The penultimate race of the 2018 DTM season at Hockenheim turned into a real thriller as Gary Paffett (Mercedes-AMG Motorsport PETRONAS) regained the lead in the championship with a fourth-place finish. His team-mate, Paul Di Resta (Mercedes-AMG Motorsport REMUS), had led the standings by two points in the run-up to this race. Ahead of Sunday’s final round, Gary is on 239 points and thus has a six-point lead on the Scotsman (233 points). Audi driver René Rast (224 points) kept his title hopes alive with a win on Saturday.

Gary led the race for a long time but dropped back behind Rast in a spectacular battle, during which the lead changed hands several times. He then lost two more positions to Robin Frijns (Audi) and Timo Glock (BMW) following a safety car period shortly before the end.

Edoardo Mortara (SILBERPFEIL Energy Mercedes-AMG Motorsport) secured the final point for tenth place.
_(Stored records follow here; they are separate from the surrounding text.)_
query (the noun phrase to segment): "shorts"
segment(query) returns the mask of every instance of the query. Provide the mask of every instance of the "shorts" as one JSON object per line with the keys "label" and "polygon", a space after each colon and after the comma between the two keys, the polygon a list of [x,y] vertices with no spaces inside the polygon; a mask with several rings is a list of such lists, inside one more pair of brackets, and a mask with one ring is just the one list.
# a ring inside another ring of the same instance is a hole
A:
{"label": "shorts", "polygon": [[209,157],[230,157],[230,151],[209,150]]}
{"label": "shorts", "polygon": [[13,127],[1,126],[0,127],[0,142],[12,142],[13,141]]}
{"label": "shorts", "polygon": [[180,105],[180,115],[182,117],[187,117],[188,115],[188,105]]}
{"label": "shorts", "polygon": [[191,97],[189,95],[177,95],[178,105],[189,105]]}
Pascal Wehrlein (Mercedes-AMG Motorsport PETRONAS) finished in P11 just out of the points. Daniel Juncadella (Mercedes-AMG Motorsport REMUS) came home in 14th position.
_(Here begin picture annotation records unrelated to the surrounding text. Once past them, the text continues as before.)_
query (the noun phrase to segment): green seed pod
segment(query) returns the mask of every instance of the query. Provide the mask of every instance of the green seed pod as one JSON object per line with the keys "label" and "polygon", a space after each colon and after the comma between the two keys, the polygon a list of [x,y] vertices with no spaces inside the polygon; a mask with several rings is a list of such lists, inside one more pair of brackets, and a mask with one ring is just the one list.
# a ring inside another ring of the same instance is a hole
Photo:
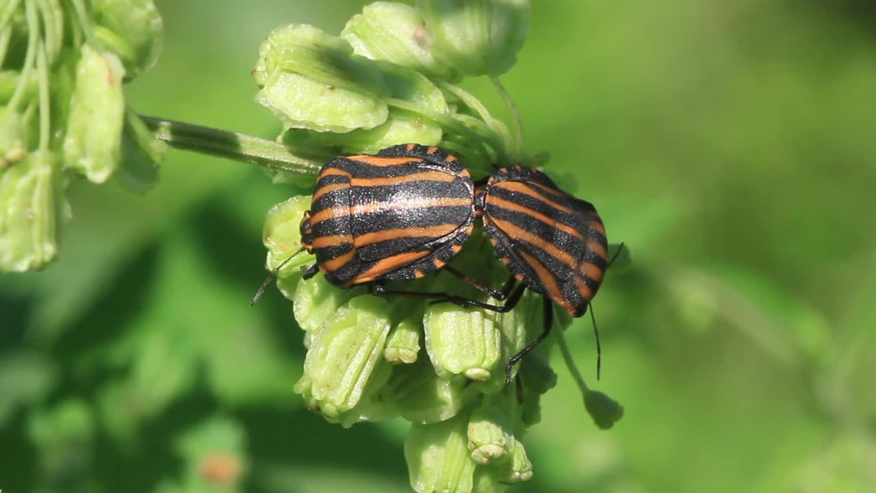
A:
{"label": "green seed pod", "polygon": [[385,364],[381,356],[390,328],[386,304],[378,297],[357,297],[314,332],[304,375],[294,387],[314,404],[311,408],[336,418],[367,397],[375,367]]}
{"label": "green seed pod", "polygon": [[533,463],[529,461],[526,449],[523,447],[520,440],[514,440],[508,463],[503,468],[499,481],[505,484],[529,481],[533,478]]}
{"label": "green seed pod", "polygon": [[584,407],[597,426],[603,430],[608,430],[624,417],[624,406],[597,390],[588,390],[584,394]]}
{"label": "green seed pod", "polygon": [[118,178],[129,189],[145,193],[158,182],[159,165],[167,145],[155,139],[140,117],[128,110],[122,132],[122,163]]}
{"label": "green seed pod", "polygon": [[[268,250],[265,268],[274,270],[293,255],[301,247],[300,225],[304,212],[310,209],[310,196],[299,196],[281,202],[268,211],[265,227],[262,229],[262,242]],[[277,273],[283,279],[299,271],[301,266],[314,263],[314,256],[301,252],[289,261]]]}
{"label": "green seed pod", "polygon": [[380,394],[394,403],[402,418],[420,425],[453,418],[478,395],[471,386],[438,378],[426,357],[395,367]]}
{"label": "green seed pod", "polygon": [[426,25],[410,5],[395,2],[366,5],[347,22],[341,37],[366,58],[410,67],[437,79],[458,79],[452,68],[429,52]]}
{"label": "green seed pod", "polygon": [[384,359],[391,364],[411,364],[420,353],[420,333],[423,330],[422,315],[419,313],[392,326],[386,338]]}
{"label": "green seed pod", "polygon": [[463,375],[485,382],[503,367],[499,361],[502,334],[492,315],[452,304],[427,309],[423,318],[426,351],[438,376],[449,379]]}
{"label": "green seed pod", "polygon": [[406,108],[392,107],[386,121],[370,130],[354,130],[346,133],[290,130],[286,133],[305,133],[297,138],[299,143],[310,142],[323,147],[336,147],[344,154],[377,154],[381,149],[417,142],[434,146],[441,142],[443,132],[440,125],[429,115],[444,115],[447,103],[444,95],[422,74],[404,67],[385,62],[375,62],[383,71],[392,98],[405,102]]}
{"label": "green seed pod", "polygon": [[405,439],[411,486],[418,493],[470,493],[476,462],[467,446],[469,412],[430,425],[413,425]]}
{"label": "green seed pod", "polygon": [[82,46],[64,139],[64,166],[95,183],[118,167],[124,125],[124,68],[115,54]]}
{"label": "green seed pod", "polygon": [[256,100],[292,128],[345,132],[386,121],[380,70],[347,41],[307,25],[274,29],[253,70]]}
{"label": "green seed pod", "polygon": [[41,268],[58,252],[69,216],[57,157],[36,151],[0,175],[0,268]]}
{"label": "green seed pod", "polygon": [[21,161],[27,155],[25,145],[25,124],[21,115],[3,108],[0,110],[0,173]]}
{"label": "green seed pod", "polygon": [[508,390],[484,396],[469,420],[469,449],[478,464],[490,464],[505,458],[513,447],[513,414],[516,403]]}
{"label": "green seed pod", "polygon": [[164,23],[152,0],[91,0],[95,38],[124,64],[129,78],[161,54]]}
{"label": "green seed pod", "polygon": [[498,76],[523,47],[528,0],[417,0],[432,54],[464,75]]}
Lucas Auer (SILBERPFEIL Energy Mercedes-AMG Motorsport) had secured his ninth DTM pole and his second at Hockenheim earlier this morning, but in the race, unfortunately, the Austrian driver was forced to retire his car after seven laps due to problems with the accelerator.
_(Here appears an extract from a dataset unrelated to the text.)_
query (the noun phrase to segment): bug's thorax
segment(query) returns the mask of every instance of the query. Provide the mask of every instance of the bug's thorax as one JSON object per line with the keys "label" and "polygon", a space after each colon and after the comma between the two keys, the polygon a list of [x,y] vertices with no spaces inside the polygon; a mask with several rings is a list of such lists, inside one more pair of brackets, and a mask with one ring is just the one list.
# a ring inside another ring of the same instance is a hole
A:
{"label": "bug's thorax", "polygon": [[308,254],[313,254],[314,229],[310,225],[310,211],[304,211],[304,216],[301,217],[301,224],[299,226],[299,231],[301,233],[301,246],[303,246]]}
The manufacturers’ competition was decided during the penultimate race weekend in Spielberg. Mercedes-AMG (887 points) are the new champions. In the team stakes, it was already apparent before the final weekend that the title would definitely go to one of the three teams with the three-pointed star. We now know which squad are the new team champions. After 19 of 20 races this season, Mercedes-AMG Motorsport PETRONAS are on 347 points and can no longer be caught by Mercedes-AMG Motorsport REMUS (294 points) or by SILBERPFEIL Energy Mercedes-AMG Motorsport (261 points).

Gary Paffett (37, England): “The result was disappointing. We had great pace in the race and a margin on René in the first stint. He gained a lot on us in the pit stop and overtook me shortly after that with DRS. Then we had a bit of a battle, and I actually stopped using DRS. I was quite comfortable just sitting behind him, because I thought we had the pace to challenge him later in the race. I was in P2 without any threat from behind. Then the safety car came out for debris on the track, and after that it was very hard to wake my old tyres up. Then, on the restart, someone went off and the whole track was covered in dust. I nearly went off something like ten times because it was impossible to get any temperature back in the tyres.”